If only the world were so fortunate!  Usually I’m opposed to wishing painful, agonizing death on others, but for this vapid waste of human flesh, I think exceptions must be made.   Yes, you read that correctly: I am desperately praying, wishing, hoping—hell, even rain dancing!— for the imminent demise of Paris Hilton, a woman (or alien—the studies are inconclusive) whose contribution to humanity falls somewhere between the spork and the unicycle.

Whether this death come in the form a “career” assassination (i.e., choking off her media exposure and thereby ending her purpose for existing) or a more permanent and infinitely more satisfying physical assassination (i.e., a bullet to the brain) is not for me to decide; it’s for the bounty hunter to decide.  Call it a hunch, but something tells me once she opens her mouth—a skill which undoutedly served her well during her recent “jail time”— and a stream of asisine drivel pours forth, he’ll go with the latter option. 

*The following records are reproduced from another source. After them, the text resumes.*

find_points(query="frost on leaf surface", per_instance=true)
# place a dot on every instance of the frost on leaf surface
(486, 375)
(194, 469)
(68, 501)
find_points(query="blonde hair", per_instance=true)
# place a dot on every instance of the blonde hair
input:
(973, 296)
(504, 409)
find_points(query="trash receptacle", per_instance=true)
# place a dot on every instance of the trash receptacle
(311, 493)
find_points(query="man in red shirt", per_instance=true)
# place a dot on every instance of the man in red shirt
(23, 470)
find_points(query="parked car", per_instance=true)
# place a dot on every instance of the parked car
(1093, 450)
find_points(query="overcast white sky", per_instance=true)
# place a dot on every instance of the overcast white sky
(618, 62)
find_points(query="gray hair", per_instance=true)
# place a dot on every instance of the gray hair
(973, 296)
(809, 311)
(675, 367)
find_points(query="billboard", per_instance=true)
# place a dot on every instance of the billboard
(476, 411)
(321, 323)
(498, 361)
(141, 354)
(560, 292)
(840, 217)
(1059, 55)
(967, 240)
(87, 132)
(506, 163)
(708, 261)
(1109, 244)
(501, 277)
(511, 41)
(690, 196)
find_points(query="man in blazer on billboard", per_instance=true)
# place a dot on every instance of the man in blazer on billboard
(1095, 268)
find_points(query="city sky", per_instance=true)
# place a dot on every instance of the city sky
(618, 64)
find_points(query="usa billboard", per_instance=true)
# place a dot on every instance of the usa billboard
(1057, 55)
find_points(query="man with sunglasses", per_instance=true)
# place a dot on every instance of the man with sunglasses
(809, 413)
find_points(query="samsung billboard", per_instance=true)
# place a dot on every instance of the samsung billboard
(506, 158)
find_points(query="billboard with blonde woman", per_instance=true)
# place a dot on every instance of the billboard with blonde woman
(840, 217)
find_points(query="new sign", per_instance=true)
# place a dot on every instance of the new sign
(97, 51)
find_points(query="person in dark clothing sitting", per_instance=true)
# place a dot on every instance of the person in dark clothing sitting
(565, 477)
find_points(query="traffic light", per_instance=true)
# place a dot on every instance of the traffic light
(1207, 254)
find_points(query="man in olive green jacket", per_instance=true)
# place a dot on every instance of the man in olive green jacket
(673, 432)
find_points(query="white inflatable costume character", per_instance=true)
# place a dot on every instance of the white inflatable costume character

In other news, US Weekly has decided to instate a blackout on all Paris Hilton news (ha!) coverage, citing America’s apparent “Paris fatigue.”  Fortunately for us, they plan to run a series of spreads on celebrity babies instead, because while Americans may have lost their appetite for Paris Hilton, they appear to still have plenty of room for devouring plate after plate of meaningless…there really is no better way to put this: “shite.”